Direktur Jenderal Energi Baru, Terbarukan, dan Konservasi Energi Kementerian Energi Eniya Listiani Dewi mengatakan salah satu faktor yang membuat target itu belum tercapai adalah masalah investasi. Realisasi investasi energi baru-terbarukan hingga semester I 2024 sebesar US$ 580 juta atau 46,8 persen dari target sepanjang tahun. Belum lagi investasi yang dibutuhkan untuk memenuhi target 8,2 gigawatt energi baru-terbarukan pada 2025 mencapai US$ 14 miliar.
Secara global, berbagai lembaga riset memproyeksikan pembiayaan transisi energi akan tersendat antara lain karena ekonomi negara maju mengalami tekanan. Ini terlihat dari hasil COP29, ketika negara maju hanya sepakat memobilisasi pendanaan iklim US$ 300 miliar per tahun pada 2035. Nilai ini jauh di bawah target US$ 1,3 triliun yang diajukan negara berkembang.

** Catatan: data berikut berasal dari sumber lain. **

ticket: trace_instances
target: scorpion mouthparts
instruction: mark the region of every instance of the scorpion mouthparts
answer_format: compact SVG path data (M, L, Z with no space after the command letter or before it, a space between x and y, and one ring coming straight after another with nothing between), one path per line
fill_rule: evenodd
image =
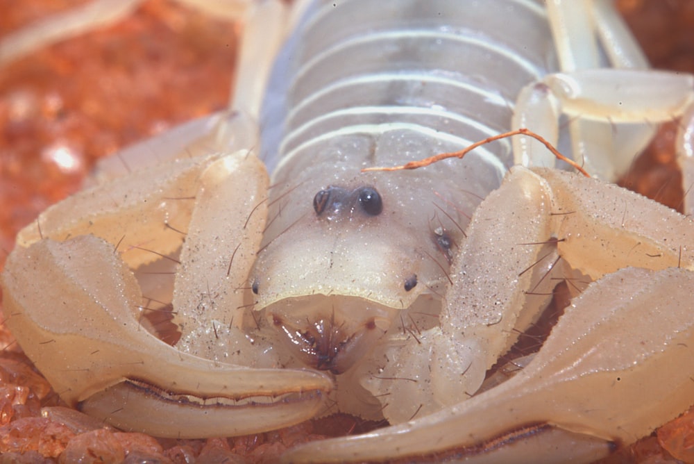
M349 297L289 299L268 310L281 339L308 367L335 374L347 371L371 351L390 326L393 313ZM325 304L327 300L331 304Z

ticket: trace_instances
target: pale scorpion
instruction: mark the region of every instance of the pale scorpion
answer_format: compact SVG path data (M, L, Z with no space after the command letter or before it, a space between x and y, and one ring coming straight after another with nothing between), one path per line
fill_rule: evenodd
M254 21L281 29L281 7L262 8L277 19L250 19L242 65L264 46L272 54ZM636 70L645 60L604 1L350 0L307 11L260 119L269 200L249 151L261 60L242 69L228 114L124 152L102 183L20 233L3 275L7 323L62 398L159 436L271 429L318 413L327 396L400 424L287 456L320 461L589 461L690 406L688 219L538 167L553 156L527 138L418 171L361 170L509 127L557 144L564 113L582 118L568 124L574 158L612 181L650 124L684 114L691 126L691 77ZM608 58L623 69L601 68ZM155 151L144 163L156 165L115 174ZM535 167L505 174L516 164ZM172 267L175 282L147 278ZM543 348L468 399L557 277L580 294ZM175 349L142 330L157 301L172 302Z

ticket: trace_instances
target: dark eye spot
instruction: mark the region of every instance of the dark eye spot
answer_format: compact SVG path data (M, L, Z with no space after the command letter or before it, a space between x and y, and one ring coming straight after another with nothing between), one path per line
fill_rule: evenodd
M313 197L313 209L316 210L316 214L319 216L325 210L325 205L330 199L330 190L321 190Z
M359 192L359 204L364 213L371 216L378 216L383 210L381 196L371 187L364 187Z
M409 277L407 280L405 281L405 291L409 292L415 287L417 286L417 274L412 274L412 277Z

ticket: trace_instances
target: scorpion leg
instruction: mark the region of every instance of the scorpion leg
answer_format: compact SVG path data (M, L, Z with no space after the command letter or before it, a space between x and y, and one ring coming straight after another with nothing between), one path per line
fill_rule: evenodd
M519 189L528 194L518 196ZM533 192L541 194L533 197ZM547 199L550 209L536 214L535 207ZM518 209L507 219L507 233L489 240L495 235L490 228L499 230L497 210L509 200ZM649 219L651 215L658 220ZM526 235L529 224L543 235ZM591 462L690 406L692 223L613 185L549 169L513 169L475 213L454 263L447 311L456 320L449 327L478 333L484 340L490 333L485 320L459 324L468 324L462 320L475 313L517 313L499 307L524 305L526 289L509 282L522 280L523 270L536 263L540 242L551 236L557 238L563 260L598 280L566 308L525 369L448 410L364 436L309 444L286 461L536 462L539 456L545 462ZM505 286L487 285L497 279L507 280ZM506 343L491 335L486 340Z
M574 159L591 174L616 181L650 141L654 124L694 103L694 80L648 70L621 18L602 0L548 2L548 13L562 72L523 90L512 126L530 127L555 144L559 117L566 115ZM599 49L616 69L604 67ZM518 138L514 147L518 164L554 165L532 140Z
M257 179L255 188L253 179ZM321 374L220 363L153 337L145 330L142 315L148 308L130 270L180 247L181 230L189 224L188 247L211 240L209 247L222 254L217 267L224 272L198 269L204 279L201 283L189 276L196 271L194 263L183 267L179 276L184 281L177 284L187 289L190 298L174 297L174 311L176 305L199 308L200 301L191 300L201 297L201 285L224 294L219 301L226 306L219 309L237 310L243 301L238 281L252 265L260 237L259 231L244 227L262 229L262 210L255 210L259 217L248 221L262 199L256 194L214 217L205 217L205 204L220 199L228 203L222 195L242 199L253 188L264 194L266 183L262 164L246 152L176 161L81 192L78 199L45 212L36 223L40 228L25 229L3 274L6 323L67 403L120 428L169 437L269 430L317 411L332 388ZM122 201L117 200L119 194ZM66 215L72 201L84 209L71 211L78 220L70 222ZM83 217L81 210L93 213ZM234 235L216 240L198 237L210 222ZM212 230L219 235L219 229ZM62 242L47 238L70 236L74 238ZM228 272L230 249L238 252L235 270ZM141 279L146 276L139 274ZM195 308L180 308L179 317L194 320L198 316L191 310ZM205 317L224 320L219 313ZM185 335L189 332L184 328ZM214 340L211 344L219 352L235 342L238 345ZM183 349L209 355L205 345L190 345L184 343ZM66 359L71 363L67 367ZM144 408L157 412L143 417Z

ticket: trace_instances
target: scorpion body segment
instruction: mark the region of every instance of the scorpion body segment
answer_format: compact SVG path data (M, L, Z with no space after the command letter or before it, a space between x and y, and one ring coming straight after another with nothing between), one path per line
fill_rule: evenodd
M690 406L689 219L549 169L527 138L362 169L529 124L556 142L566 112L574 158L613 180L629 161L612 158L649 131L612 122L641 122L634 108L654 101L648 117L694 115L691 76L592 69L644 66L600 0L341 0L307 7L268 78L254 51L273 49L265 30L281 23L258 24L284 7L238 3L264 13L249 15L230 110L107 162L8 259L7 324L66 402L163 437L336 411L393 426L287 456L321 462L557 461L557 443L586 462ZM244 105L268 79L261 131L260 103ZM657 98L653 82L675 90ZM576 298L544 346L510 380L485 379L559 281ZM63 317L56 301L79 310ZM173 347L146 322L158 311L181 333ZM657 406L638 407L641 384Z
M534 1L314 2L271 81L263 151L277 165L251 278L258 307L269 306L291 346L327 336L336 345L328 351L348 351L353 338L364 345L365 326L380 329L369 337L375 342L418 297L436 304L431 295L446 281L451 248L513 164L510 143L421 172L360 170L508 130L523 87L556 69L550 35ZM273 108L278 101L284 108ZM378 215L364 207L364 188L379 195ZM354 297L373 309L362 312ZM326 321L340 335L319 335ZM303 332L310 335L302 341ZM335 369L314 356L310 365Z

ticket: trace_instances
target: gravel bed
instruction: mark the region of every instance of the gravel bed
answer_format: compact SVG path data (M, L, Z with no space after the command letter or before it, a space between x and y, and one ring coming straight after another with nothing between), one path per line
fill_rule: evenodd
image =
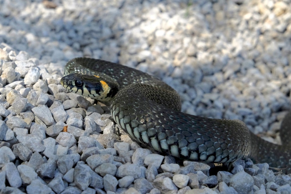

Manajer Program Diplomasi Iklim dan Energi Institute for Essential Services Reform (IESR) Arief Rosadi mengatakan target emisi nol bersih pada 2050 hanya bisa dicapai dengan transisi penuh dari energi fosil ke energi terbarukan, diikuti pensiun dini PLTU batu bara pada 2040. Untuk itu, ada kebutuhan investasi US$ 20-40 miliar per tahun sampai 2050.
Masalahnya, rata-rata investasi publik untuk energi terbarukan hanya di bawah US$ 2 miliar per tahun pada 2017-2023. Karena itu, IESR mendorong pemerintah memberikan panduan dan target anggaran yang lebih jelas mengenai transisi energi.
Situasi global saat ini, menurut Direktur Eksekutif Center of Economic and Law Studies Bhima Yudhistira, menjadi penanda kembalinya era kerja sama bilateral dalam pembiayaan transisi. Buktinya, dia menjelaskan, negara seperti Jepang, Amerika Serikat, dan Norwegia pada akhirnya membuat inisiatif di luar kerangka JETP.
Di satu sisi, skema kerja sama bilateral bisa menjadi alternatif di tengah lesunya pembiayaan transisi energi secara multilateral. Masalahnya, Bhima menambahkan, kerja sama yang bersifat bilateral akan cenderung tertutup dan tidak transparan sehingga sulit dipantau publik. “Selain itu, bisa saja tak ada yang mau membiayai proyek yang secara komersial tidak layak, seperti pensiun dini PLTU batu bara." ●
- Akses edisi mingguan dari Tahun 1971
- Akses penuh seluruh artikel Tempo+
- Baca dengan lebih sedikit gangguan iklan
- Fitur baca cepat di edisi Mingguan
- Anda Mendukung Independensi Jurnalisme Tempo
Di edisi cetak artikel ini terbit di bawah judul "Lebar Jurang Pendanaan Transisi Energi"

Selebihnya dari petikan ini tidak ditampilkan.